Two Sides (Part One)

1.5K 23 18
                                    

You're in trouble with the Avengers again.

To be honest, it's not even like this is your fault. Technically, you hadn't done anything wrong- not by anyone else's standards, at least. You'd been on a mission, you'd seen a chance to save the day by going in solo and taking down the resident bad guy of the day, and you'd taken it. It worked, and all was good.

Well, not to the Avengers. Admittedly, you had defied orders to stay put and wait for backup, but it's not like this wasn't common among the world's supposedly mightiest heroes. Steve Rogers does it on a regular basis. Thor shows up whenever he wants and leaves whenever he wants. The only difference in this case was that it was you.

The main forerunners of this argument are Steve and Tony, no surprises there. They do their best to get along, but something like this just reignites the frustration from the previous fight and the whole thing just happens all over again. Sometimes, you swear that they use Avenger meetings as an excuse to argue with each other and get their friends to pick sides.

By now, the main focus of the fight has shifted away from you and back to the two of them. They'd been focused at first, telling you with firm voices and pointing fingers that you can't just rush into battle, someone could get hurt. You could get hurt. They hadn't seemed to pay attention when you pointed out that no one had gotten hurt, and you had super-regenerative healing anyway, so it's not like that would matter.

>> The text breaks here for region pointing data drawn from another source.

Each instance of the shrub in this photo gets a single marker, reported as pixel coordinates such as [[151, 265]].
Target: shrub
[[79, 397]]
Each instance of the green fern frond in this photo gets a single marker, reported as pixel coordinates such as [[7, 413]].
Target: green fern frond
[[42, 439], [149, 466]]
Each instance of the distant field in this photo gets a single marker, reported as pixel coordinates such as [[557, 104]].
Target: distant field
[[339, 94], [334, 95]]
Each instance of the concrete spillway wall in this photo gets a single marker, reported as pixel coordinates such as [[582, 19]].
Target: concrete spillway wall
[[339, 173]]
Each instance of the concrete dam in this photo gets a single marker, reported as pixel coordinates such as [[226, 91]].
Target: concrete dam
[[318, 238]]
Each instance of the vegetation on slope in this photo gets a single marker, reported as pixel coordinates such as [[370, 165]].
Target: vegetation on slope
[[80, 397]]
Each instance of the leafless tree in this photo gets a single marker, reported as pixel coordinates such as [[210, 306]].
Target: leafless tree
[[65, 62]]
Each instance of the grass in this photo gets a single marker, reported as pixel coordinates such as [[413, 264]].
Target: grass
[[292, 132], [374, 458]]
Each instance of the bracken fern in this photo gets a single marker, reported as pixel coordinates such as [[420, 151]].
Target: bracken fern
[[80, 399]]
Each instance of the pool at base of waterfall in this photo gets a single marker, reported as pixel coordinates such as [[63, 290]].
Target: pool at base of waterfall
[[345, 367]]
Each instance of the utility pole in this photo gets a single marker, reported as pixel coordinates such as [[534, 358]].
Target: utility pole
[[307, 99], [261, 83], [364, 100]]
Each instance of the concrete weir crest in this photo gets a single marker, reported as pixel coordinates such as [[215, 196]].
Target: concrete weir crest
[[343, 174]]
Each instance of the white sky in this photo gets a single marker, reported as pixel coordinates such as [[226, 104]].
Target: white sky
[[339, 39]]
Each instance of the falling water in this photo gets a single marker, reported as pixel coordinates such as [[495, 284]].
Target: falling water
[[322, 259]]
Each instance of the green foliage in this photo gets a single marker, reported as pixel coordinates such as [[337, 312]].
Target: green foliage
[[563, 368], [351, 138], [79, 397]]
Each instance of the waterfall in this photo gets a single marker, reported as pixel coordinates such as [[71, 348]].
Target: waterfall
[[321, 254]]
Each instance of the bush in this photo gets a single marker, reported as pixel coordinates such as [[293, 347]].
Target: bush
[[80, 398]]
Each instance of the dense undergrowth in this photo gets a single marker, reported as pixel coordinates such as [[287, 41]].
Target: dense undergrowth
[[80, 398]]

No, what matters is that you didn't follow orders, and had someone gotten hurt, the Avengers would have landed themselves in a ton of bad press because their youngest recruit turned out to be a loose cannon. It's not like they haven't gotten their fair share of angry reports before, but they're already on thin ice when it comes to you.

You, the youngest recruit, who's been here for a few years and still hasn't been allowed to do anything without a monitor or chaperone. You, who's long been desensitized to the Avengers' worst nightmares. You, who made a split second call and saved lives, who is now getting yelled at for the possibility of bloodshed that never existed.

It gets to you towards the end, and once you're sure that Steve and Tony are fully preoccupied with making sure they end up on the winning side of the argument, you slip towards the exit. No one sees you go except Natasha Romanoff, who just winks and opens the door for you. Your footsteps don't echo down the hall as you go. There's no sign that you'd ever been there at all save the fleeting silhouette reflected in the glass windows.

It's night by now, as the Avengers had caught you right after the mission ended to give you the appropriate speech. You haven't even had time to wash the blood off your hands from the fight; it's dried into your skin now, and you're fairly sure that you'd still see it in the back of your mind even if you scrubbed it off. It's not like you enjoy all this, the fighting, the dying. You just don't see any other way to do what you have to. With powers like yours, it's practically a crime to sit back and watch the world fall apart.

You end up taking the stairs to a door leading outside, then use your powers to fly to a nearby roof so you can be alone. You carefully take a seat, doing your best to ignore the complaints of your sore muscles and aching bones. Sure, you may be able to heal almost instantly, but that doesn't mean you don't remember the pain of each and every injury.

You lean your head up against the brick behind you, letting out an almost involuntary sigh. You never really had a choice in joining the team, but you'd had hopes of becoming this great hero, someone people could look up to. What are you now, except a glorified puppet who gets yelled at for saving lives and yelled at when she tries to sit things out?

You're so caught up in feeling sorry for yourself that you almost don't notice that something isn't right until you hear the faint sound of footsteps. You tilt your head slightly to the side, still keeping your eyes trained on the cityscape before you. "Whoever's there, you might as well stop hiding. I know you're there."